Is 70 the new 60? I just stumbled across this study and you can imagine my interest, being well into 77 years old.
A new Stony Brook University-led study to be published in PLOS ONE uses new measures of aging to scientifically illustrate that one’s actual age is not necessarily the best measure of human aging itself, but rather aging should be based on the number of years people are likely to live in a given country in the 21st Century.
The study combines the new measures of aging with probabilistic projections from the United Nations and predicts an end to population aging in the U.S. and other countries before the end of the century. Population aging – when the median age rises in a country because of increasing life expectancy and lower fertility rates — is a concern for countries because of the perception that population aging leads to declining numbers of working age people and additional social burdens.

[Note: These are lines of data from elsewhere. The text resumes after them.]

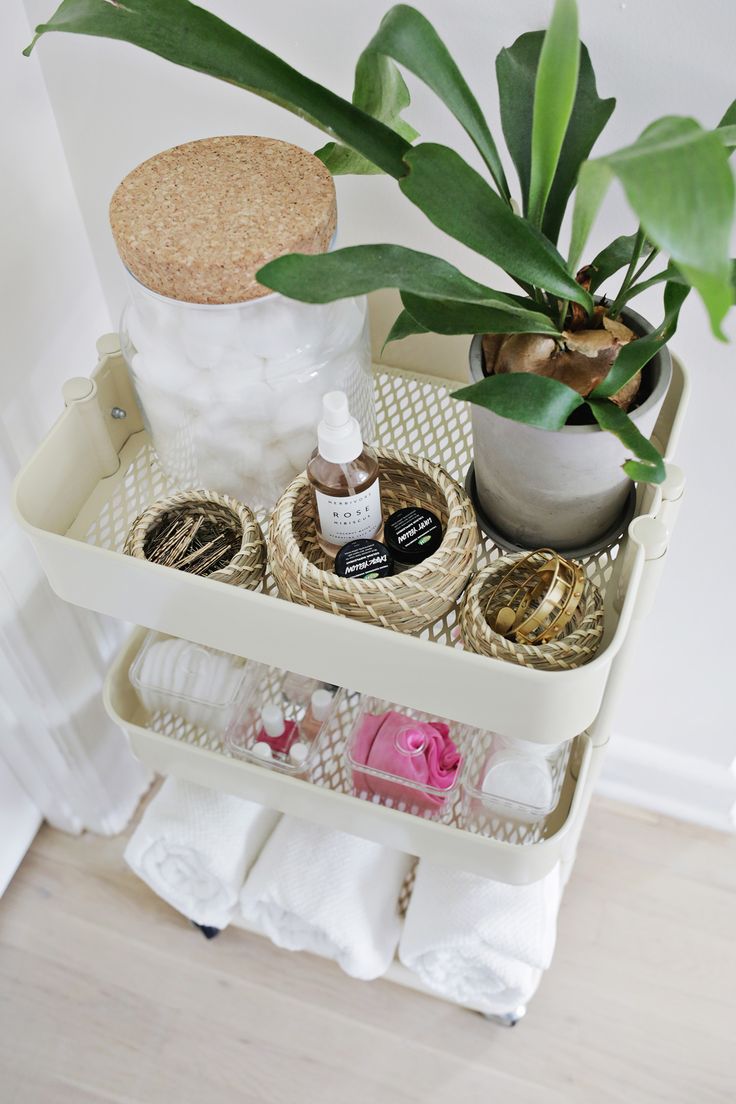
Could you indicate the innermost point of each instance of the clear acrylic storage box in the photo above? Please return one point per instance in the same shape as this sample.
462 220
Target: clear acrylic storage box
203 686
281 721
405 759
514 778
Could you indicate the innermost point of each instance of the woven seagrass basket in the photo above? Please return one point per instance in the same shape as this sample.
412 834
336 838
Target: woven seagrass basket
245 569
407 602
578 644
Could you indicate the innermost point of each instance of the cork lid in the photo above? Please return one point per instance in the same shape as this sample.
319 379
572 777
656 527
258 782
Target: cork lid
196 222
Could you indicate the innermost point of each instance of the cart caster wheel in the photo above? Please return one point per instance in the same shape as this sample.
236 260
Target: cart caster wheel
507 1019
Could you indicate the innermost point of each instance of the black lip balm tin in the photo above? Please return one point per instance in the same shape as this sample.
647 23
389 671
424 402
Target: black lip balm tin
363 559
412 534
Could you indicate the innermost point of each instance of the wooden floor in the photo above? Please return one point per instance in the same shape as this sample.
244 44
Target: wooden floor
106 995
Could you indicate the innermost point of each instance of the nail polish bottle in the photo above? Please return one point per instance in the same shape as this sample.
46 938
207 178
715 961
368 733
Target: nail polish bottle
276 731
343 473
318 711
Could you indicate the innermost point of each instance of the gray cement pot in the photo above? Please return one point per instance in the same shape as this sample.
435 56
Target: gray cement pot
562 489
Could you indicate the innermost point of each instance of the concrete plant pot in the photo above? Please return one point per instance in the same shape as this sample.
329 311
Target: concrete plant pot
563 489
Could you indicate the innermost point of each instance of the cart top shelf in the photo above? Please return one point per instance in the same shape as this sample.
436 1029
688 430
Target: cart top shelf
95 471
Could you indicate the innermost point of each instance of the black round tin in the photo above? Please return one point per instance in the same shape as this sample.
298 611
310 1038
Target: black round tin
413 533
363 559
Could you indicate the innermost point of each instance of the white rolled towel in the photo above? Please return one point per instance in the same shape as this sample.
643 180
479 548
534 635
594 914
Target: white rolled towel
194 846
478 942
320 890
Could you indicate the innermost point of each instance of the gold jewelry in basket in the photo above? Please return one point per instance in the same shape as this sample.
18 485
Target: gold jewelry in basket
535 600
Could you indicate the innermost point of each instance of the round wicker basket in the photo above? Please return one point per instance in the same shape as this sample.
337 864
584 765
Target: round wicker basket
246 568
576 647
407 602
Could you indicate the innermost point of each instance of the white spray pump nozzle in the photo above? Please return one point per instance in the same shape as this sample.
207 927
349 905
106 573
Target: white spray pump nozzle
339 437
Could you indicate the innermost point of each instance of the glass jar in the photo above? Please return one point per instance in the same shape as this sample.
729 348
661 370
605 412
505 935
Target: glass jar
230 375
232 393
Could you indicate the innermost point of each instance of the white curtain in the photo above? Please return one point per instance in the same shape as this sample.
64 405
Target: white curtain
54 733
56 736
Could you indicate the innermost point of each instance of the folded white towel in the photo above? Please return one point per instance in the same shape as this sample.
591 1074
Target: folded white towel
194 846
479 942
316 889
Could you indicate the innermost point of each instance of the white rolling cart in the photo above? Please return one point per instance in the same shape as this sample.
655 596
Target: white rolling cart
96 470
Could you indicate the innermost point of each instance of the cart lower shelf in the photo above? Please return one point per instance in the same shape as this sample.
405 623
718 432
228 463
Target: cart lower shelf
498 847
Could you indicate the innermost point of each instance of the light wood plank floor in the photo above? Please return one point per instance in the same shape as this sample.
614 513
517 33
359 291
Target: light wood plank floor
106 995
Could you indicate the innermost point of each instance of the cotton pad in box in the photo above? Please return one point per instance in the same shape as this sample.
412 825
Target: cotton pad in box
203 686
514 778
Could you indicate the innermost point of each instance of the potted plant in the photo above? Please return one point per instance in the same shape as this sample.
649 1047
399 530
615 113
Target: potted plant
566 379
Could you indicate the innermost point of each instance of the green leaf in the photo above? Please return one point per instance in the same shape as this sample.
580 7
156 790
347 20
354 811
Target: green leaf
188 35
409 39
649 467
449 316
726 128
404 327
679 182
515 71
523 396
673 275
554 95
729 116
632 357
727 137
460 202
593 183
615 256
381 92
361 268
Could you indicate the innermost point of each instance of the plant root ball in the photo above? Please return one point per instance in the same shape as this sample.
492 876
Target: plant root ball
582 360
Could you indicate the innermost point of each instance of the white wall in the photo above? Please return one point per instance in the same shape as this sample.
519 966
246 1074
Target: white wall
116 106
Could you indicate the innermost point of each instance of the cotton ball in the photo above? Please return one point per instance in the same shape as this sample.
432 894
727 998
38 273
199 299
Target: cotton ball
249 457
345 324
277 474
299 409
215 325
169 371
259 404
236 373
277 328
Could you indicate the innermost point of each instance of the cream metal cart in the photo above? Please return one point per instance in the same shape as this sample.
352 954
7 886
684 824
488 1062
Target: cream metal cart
96 470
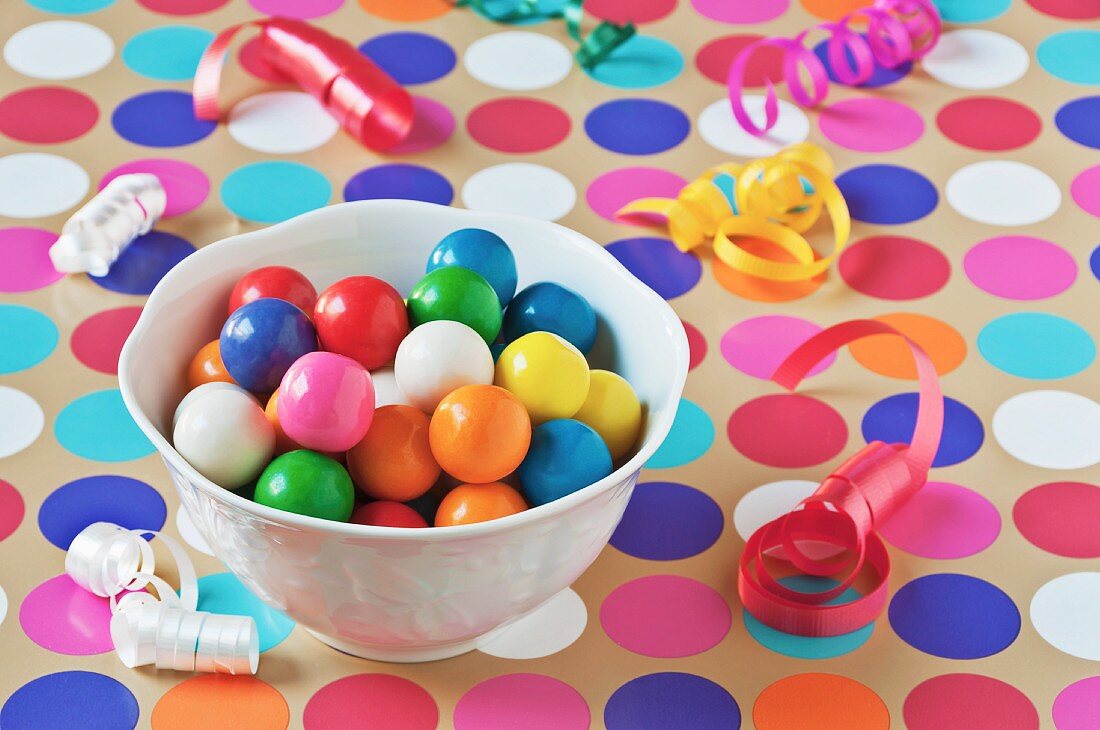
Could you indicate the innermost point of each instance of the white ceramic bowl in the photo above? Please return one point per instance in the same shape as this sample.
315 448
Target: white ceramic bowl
391 594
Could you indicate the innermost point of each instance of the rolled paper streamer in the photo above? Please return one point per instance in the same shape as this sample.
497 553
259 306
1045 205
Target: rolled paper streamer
844 513
371 106
129 207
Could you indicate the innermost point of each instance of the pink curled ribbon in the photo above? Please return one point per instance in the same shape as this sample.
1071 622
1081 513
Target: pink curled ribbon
898 31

According to Warren Sanderson, Professor of Economics at Stony Brook University and the lead author, this study’s projections imply that as life expectancies increase people are generally healthier with better cognition at older ages and countries can adjust public policies appropriately as to population aging.
Really good information in this.
To read more on lining your head up straight, check out my Page – Positive psychology – What’s it all about?
Our Better Health
You probably know that exercise and diet are important when it comes to aging well. But there is something else you control that can help you along: a positive attitude.
Research shows more and more that your approach to life may be just as important in making your “golden years” your best years.
Aging: It’s in Your Mind
Growing older brings with it some natural changes (think those creaky knees). But folks who see good years ahead and who don’t accept stereotypes about aging — such as you’re less useful — may actually live longer.
And there’s science to back that up.
One study found that thinking positively about getting older can extend lifespan by 7.5 years. And that’s after accounting for things such as gender, wealth, and overall health. Some 660 women and men in Ohio joined this study, and they were monitored for more than 20 years.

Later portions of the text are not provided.